Ce pensée unique tournoyait dans l'esprit d'Edeline alors qu'elle était allongée dans leur chambre enténébrée. Wolfram était mort. Son mari de 49 ans, son rock, sa lumière, son amour. Il était parti, soudainement, sans prévenir. Le moment lorsque son verre de vin était tombé se jouait encore et encore dans sa tête – elle ne pensait pas qu'elle pourrait jamais supporter à nouveau le bruit de verre qui se brise. Elle avait essayé de retenir sa chute, mais il était trop lourd et elle avait du le regarder percuter le sol, les membres flasques, la tête pendant sur le côté alors que la lumière quittait son regard.

Et Gabriel… Oh Gabriel. Sa timide supplication que son père ne le quitte pas… Elle ferma les yeux, dissimula son visage dans le creux de son bras, et marqua une pause.

Où était Gabriel ? Elle ne l'avait pas vu depuis… Elle s'assit et essaya de se souvenir. Elle se souvenait vaguement avoir entendu sa voix. Son ton était inquiet et perturbé… Que s'était-il passé ? Avait-elle été si concentrée sur son mari qu'elle en avait oublié son fils ? Elle devait le voir dès maintenant.

Elle balança ses jambes hors du lit, se leva et se dirigea vers la porte, mais elle s'ouvrit avant qu'elle ait pu l'atteindre. Sonja entra et Edeline, immobilisée, la fixa alors qu'elle fermait très doucement et silencieusement la porte derrière elle.

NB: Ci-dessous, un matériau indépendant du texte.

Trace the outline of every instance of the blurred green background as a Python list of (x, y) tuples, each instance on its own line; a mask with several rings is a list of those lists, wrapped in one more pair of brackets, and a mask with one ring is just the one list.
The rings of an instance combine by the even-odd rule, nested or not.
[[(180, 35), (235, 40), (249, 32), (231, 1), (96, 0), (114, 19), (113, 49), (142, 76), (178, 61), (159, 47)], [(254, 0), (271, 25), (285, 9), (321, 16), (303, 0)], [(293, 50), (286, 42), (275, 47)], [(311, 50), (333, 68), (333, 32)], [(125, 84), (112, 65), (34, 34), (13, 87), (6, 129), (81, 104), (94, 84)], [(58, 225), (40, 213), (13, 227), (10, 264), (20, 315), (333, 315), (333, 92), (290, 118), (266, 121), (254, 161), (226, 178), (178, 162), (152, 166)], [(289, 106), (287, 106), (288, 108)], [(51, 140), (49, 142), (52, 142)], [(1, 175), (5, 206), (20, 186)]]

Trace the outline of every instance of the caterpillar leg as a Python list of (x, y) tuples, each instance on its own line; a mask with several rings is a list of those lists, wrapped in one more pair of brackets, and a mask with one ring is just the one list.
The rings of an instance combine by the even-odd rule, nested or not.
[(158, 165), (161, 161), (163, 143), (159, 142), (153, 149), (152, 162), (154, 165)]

« Sonja ? » Interrogea Edeline quand l'autre femme lui fit face en se tordant les mains.

« Pas ici. » Murmura Sonja. « Éloignons-nous de la porte. »

« Que se passe-t-il ? Où est Gabriel ? »

Sonja la mena vers les fauteuils à côté de la cheminée, et les fit asseoir sur le petit canapé. « Gabriel est parti. » Dit-elle en un soupir.

« Parti ! »

Sonja se recroquevilla et observa autour d'elles, méfiante. « Baisse la voix, Edeline. Parler de Gabriel est dangereux à présent. »

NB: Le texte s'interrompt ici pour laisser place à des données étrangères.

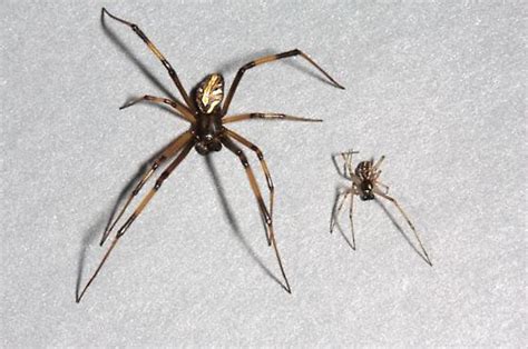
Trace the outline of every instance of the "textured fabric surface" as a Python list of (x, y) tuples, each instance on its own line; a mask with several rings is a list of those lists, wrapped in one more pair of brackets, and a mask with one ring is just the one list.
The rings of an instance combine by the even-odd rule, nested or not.
[[(75, 302), (116, 201), (187, 127), (147, 103), (118, 110), (179, 96), (133, 31), (101, 23), (102, 6), (187, 89), (293, 48), (346, 87), (297, 58), (248, 71), (233, 99), (231, 113), (324, 119), (232, 127), (268, 160), (292, 295), (223, 150), (190, 153)], [(522, 1), (2, 1), (0, 16), (2, 347), (526, 343)], [(331, 154), (350, 148), (387, 156), (382, 180), (432, 268), (375, 202), (358, 202), (356, 251), (346, 213), (329, 233), (346, 183)]]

« Gabriel n'est pas dangereux et tu le sais. Alors cesse de raconter des sottises et dis-moi ce qu'il se passe ! »

« Que penses-tu qu'il se passe ! » Siffla Sonja en lançant un nouveau regard vers la porte. « Wolfram est mort, Adelar est désormais le Seigneur Cronqvist en nom uniquement alors que Cordrin le manipule comme une marionnette. »

Edeline saisit l'autre femme par les épaules et la secoua. « Où est mon fils ? »

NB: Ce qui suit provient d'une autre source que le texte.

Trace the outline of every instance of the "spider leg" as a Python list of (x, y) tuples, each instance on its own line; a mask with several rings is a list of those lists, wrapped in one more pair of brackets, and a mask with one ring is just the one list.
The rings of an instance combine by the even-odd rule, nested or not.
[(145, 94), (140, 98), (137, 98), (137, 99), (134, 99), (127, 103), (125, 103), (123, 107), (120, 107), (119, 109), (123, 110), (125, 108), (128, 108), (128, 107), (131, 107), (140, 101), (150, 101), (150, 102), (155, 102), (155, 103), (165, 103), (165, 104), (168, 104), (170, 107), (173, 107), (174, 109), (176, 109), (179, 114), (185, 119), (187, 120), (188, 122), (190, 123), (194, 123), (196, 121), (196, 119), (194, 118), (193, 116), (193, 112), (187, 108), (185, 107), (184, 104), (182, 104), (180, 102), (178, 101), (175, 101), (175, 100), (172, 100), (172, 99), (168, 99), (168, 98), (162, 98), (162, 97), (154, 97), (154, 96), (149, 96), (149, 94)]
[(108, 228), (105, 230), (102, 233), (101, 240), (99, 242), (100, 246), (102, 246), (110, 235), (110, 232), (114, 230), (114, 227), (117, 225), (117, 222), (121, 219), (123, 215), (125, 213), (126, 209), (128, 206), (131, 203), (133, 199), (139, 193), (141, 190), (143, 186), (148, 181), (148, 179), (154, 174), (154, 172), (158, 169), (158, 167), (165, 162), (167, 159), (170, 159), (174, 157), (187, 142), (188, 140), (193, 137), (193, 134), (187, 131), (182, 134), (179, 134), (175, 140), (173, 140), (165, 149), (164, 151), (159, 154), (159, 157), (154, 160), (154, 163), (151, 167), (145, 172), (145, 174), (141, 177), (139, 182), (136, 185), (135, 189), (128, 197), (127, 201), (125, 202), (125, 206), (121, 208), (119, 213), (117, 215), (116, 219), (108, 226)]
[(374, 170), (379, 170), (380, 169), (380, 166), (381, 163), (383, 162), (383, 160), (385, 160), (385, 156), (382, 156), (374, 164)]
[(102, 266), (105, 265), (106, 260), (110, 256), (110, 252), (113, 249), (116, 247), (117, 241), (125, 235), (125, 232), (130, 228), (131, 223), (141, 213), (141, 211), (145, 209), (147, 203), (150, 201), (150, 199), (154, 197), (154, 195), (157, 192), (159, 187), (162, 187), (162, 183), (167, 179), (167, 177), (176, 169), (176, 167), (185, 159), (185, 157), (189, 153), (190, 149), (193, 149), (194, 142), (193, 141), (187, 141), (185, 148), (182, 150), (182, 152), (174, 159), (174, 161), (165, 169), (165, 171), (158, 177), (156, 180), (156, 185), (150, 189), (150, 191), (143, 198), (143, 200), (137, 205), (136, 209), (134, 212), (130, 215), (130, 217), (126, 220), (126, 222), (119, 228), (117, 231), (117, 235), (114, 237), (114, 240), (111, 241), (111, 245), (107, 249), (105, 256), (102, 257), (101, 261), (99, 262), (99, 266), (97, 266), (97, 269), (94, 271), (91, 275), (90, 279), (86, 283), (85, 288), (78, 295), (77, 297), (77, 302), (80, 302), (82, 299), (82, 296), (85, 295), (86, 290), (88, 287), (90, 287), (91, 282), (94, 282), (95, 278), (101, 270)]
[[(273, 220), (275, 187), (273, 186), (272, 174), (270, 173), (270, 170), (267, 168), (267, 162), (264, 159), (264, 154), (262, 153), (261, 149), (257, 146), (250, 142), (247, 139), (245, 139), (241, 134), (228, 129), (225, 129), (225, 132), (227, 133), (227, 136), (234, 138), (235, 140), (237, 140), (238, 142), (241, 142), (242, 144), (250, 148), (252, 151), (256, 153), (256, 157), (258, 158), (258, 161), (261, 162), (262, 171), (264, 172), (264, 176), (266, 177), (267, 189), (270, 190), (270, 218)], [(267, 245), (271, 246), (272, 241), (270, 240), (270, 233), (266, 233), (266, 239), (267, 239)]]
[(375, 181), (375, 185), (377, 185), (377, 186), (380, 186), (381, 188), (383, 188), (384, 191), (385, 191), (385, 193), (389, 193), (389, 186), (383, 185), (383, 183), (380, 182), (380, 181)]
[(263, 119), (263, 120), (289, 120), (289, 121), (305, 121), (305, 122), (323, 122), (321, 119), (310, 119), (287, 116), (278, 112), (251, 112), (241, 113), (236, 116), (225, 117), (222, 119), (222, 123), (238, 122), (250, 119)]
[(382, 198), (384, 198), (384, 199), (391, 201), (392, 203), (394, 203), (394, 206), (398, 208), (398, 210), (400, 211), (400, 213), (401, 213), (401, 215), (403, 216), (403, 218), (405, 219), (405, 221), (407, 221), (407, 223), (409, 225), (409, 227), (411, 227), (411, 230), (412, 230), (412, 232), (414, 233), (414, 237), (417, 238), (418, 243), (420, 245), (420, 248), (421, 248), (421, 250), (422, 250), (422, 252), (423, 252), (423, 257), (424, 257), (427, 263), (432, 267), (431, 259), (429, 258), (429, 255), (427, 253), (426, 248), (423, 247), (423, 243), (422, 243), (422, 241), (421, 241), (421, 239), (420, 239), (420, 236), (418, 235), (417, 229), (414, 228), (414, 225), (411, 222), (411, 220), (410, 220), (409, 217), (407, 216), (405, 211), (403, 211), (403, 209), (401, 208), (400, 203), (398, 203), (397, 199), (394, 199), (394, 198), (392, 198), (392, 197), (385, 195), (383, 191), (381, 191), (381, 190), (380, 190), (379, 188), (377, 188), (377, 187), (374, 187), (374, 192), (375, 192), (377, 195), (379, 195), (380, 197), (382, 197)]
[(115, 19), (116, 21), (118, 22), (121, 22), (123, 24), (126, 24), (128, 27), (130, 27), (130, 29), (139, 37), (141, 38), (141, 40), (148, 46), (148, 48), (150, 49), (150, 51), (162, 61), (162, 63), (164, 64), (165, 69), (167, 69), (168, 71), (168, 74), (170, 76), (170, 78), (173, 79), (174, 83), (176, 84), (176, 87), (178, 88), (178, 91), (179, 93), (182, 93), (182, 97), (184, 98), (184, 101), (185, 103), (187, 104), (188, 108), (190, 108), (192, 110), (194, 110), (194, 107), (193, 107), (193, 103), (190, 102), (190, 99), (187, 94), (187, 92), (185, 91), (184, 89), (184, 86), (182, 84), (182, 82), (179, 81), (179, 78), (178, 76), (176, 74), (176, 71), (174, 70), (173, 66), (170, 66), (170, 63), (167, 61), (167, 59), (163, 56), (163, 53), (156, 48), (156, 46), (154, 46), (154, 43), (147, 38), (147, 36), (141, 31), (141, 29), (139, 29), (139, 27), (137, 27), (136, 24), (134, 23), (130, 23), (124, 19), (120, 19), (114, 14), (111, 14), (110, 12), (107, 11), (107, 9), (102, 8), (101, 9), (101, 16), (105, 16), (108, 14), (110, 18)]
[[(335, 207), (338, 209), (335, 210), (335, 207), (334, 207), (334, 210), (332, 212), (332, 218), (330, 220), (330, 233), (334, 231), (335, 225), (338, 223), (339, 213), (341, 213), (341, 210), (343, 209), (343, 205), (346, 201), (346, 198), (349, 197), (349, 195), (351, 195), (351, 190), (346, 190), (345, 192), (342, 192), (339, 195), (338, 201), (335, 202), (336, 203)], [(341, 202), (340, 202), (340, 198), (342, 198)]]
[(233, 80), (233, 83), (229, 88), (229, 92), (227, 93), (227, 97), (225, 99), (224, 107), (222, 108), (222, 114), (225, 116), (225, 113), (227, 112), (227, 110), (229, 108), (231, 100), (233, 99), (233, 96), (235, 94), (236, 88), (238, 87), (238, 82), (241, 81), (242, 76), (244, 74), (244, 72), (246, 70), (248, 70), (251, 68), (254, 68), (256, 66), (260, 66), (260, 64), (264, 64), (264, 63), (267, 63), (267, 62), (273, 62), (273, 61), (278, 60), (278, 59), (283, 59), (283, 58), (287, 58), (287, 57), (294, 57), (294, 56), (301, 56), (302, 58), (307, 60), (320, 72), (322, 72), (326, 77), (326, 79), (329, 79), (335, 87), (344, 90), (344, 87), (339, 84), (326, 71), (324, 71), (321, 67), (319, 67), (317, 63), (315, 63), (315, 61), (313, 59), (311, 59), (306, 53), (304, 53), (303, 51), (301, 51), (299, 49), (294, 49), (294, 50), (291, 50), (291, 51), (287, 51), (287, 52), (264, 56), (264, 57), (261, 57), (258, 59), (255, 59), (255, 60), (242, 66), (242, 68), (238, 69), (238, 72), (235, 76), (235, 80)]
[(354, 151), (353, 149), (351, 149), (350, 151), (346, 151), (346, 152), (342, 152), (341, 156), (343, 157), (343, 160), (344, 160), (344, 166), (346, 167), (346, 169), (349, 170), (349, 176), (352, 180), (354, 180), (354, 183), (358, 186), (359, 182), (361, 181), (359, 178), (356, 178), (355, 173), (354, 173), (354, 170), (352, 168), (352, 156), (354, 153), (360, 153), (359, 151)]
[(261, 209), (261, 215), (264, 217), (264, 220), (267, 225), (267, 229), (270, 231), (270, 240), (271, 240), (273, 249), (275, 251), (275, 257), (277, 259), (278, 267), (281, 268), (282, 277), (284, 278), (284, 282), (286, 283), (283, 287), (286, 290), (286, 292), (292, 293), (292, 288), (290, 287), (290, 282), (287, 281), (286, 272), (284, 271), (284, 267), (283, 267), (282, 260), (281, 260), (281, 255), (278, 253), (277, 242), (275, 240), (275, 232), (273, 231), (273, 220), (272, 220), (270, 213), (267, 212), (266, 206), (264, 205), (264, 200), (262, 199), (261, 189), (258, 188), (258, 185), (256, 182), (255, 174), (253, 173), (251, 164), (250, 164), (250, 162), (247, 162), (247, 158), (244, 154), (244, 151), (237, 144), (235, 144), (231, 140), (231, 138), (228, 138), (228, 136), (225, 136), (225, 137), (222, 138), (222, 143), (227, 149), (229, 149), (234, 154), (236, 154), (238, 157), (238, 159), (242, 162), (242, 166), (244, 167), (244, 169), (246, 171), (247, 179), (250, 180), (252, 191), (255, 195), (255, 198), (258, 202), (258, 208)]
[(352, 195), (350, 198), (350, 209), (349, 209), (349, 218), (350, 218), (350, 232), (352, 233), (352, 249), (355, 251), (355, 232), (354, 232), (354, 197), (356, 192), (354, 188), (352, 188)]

« Gabriel… Gabriel a fui. » Le cœur d'Edeline se glaça. « Alors que tu t'inquiétais pour Wolfram, Cordrin l'a ouvertement accusé d'avoir assassiné son père. Nous étions tous trop choqué pour le contredire, et je crois que Gabriel l'a pris comme un assentiment de notre part. Il s'est enfui, et personne ne sait où. »

« Trevor ? Qu'en est-il de Trevor ? »

« Gabriel a pris Trevor avec lui, et Adelar a déjà ordonné que le moindre signe de leur présence à tous deux ici soit détruit. Tout ce qui leur appartenait – habits, jouets, livres – a été jeté dans un feu un peu plus tôt. Heureusement, l'animal de compagnie de Gabriel semble s'en être sorti, autrement elle aurait été brûlée vive aussi, j'en suis sûre. Nous savons tous qu'Adelar prononce les morts, mais que c'est Cordrin qui donne les ordres, comme nous l'avons toujours craint. » Sonja hésita, et l'expression de son regard fit tressaillir Edeline. « Il a ordonné… » Sonja marqua une pause et prit une profonde inspiration. « Il a ordonné que le corps de Wolfram soit détruit. »

« Détruit ! Pourquoi ? »

Sonja fixa la porte quelques minutes, et quand elle se tourna à nouveau, elle n'était pas plus détendue. « Parce que Gabriel lui a donné son sang, et Cordrin l'a déclaré infecté. Caleb a insisté que ce n'était pas vrai, mais Cordrin a répondu en ordonnant au garçon de faire ses bagages et d'être parti dès le lendemain. Sinon… » Elle ne finit pas sa phrase.

Edeline s'avachit sur le canapé. Cela… Cela ne pouvait pas arriver ! Son mari était mort, son fils et son petit-fils avaient disparu, son neveu était éjecté de chez lui, et son beau-frère faisait sa loi.

« Sais-tu où est Wolfram ? » Demanda-t-elle, et Sonja secoua la tête.

« Non. Adelar le sait, comme les hommes qui l'ont sortis plus tôt, mais personne ne dit quoi que ce soit. »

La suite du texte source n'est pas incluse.